Thanks to David Hare's imaginative
script that makes three lives resonate with shared themes and images,
and to Steven Daldr'’s transparent direction, The Hours also conveys
this sense that inner space is as vast, dramatic and surprising as outer
space.
Of course, the impulse to keep
thinking about this movie owes something to worry about what it leaves
out. For example, I worry that viewers, especially those who can't empathize
with the self-erasure that goes along with living a derived life, may
demonize Laura for leaving her family to save her life. Some male movie-goers
have emerged bewildered about why Laura wasn't happy with just her nice
house, nice marriage and nice son - as if they would have been.

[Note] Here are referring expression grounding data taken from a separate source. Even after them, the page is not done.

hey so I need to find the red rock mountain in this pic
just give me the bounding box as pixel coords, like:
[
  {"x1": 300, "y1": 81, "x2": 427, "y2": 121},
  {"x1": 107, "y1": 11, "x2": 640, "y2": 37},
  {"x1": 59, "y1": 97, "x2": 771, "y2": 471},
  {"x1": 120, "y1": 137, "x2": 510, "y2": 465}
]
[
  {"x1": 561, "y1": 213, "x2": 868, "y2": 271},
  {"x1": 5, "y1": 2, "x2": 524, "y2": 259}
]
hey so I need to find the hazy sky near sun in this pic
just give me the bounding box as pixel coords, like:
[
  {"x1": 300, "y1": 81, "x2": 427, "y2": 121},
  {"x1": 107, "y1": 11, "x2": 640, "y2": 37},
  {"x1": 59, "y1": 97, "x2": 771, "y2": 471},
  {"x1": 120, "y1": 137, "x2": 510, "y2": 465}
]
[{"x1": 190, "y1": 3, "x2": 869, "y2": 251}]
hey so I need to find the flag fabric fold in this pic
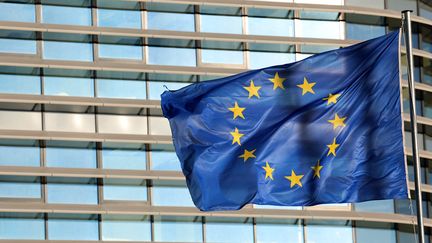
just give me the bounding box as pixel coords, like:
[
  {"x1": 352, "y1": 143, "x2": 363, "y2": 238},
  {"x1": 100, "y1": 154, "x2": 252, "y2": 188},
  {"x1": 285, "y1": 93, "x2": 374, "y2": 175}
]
[{"x1": 161, "y1": 31, "x2": 408, "y2": 211}]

Even more, I worry that the absence
of even a hint of the sexual abuse and isolation that left Woolf with
childhood flashbacks and a lifetime of trauma, beyond what society was
willing to talk about then, but inexplicably left out of Cunningham's
novel and this film may make her depressions seem a personal fault. For
example, there is a reference to the suicide of one of her Mrs. Dalloway characters, yet not to the fact that he was a traumatized veteran of World
War I to whom Woolf would have felt personally linked. Because the film's
prologue shows Woolf's own suicide eighteen years later, yet gives us
no clue that the march of fascism and the beginning of World War II were
part of what pushed her over the edge. I worry that her radical act of
self-determination is deprived of its context then, and its resonance
now. If the response of The New York Times reviewer is any measure, I'm
right to worry. Though he praised the film, he attributed Woolf's suffering
to the "faulty wiring" of her brain.
But high expectations are the
price of high standards, and this film sets them. The valuable and rare
thing is that individual days and lives and inner worlds, those of others
and also our own, may seem more complicated, miraculous and valuable after
we've seen The Hours than before.
That's not a bad lesson in this
time when destroying lives far away is being presented to us as acceptable
and even desirable. Without the added burdens that Woolf carried for all
her days, we should be able to do something about it.
If we do, The Hours will have
extended the life of the woman who inspired it.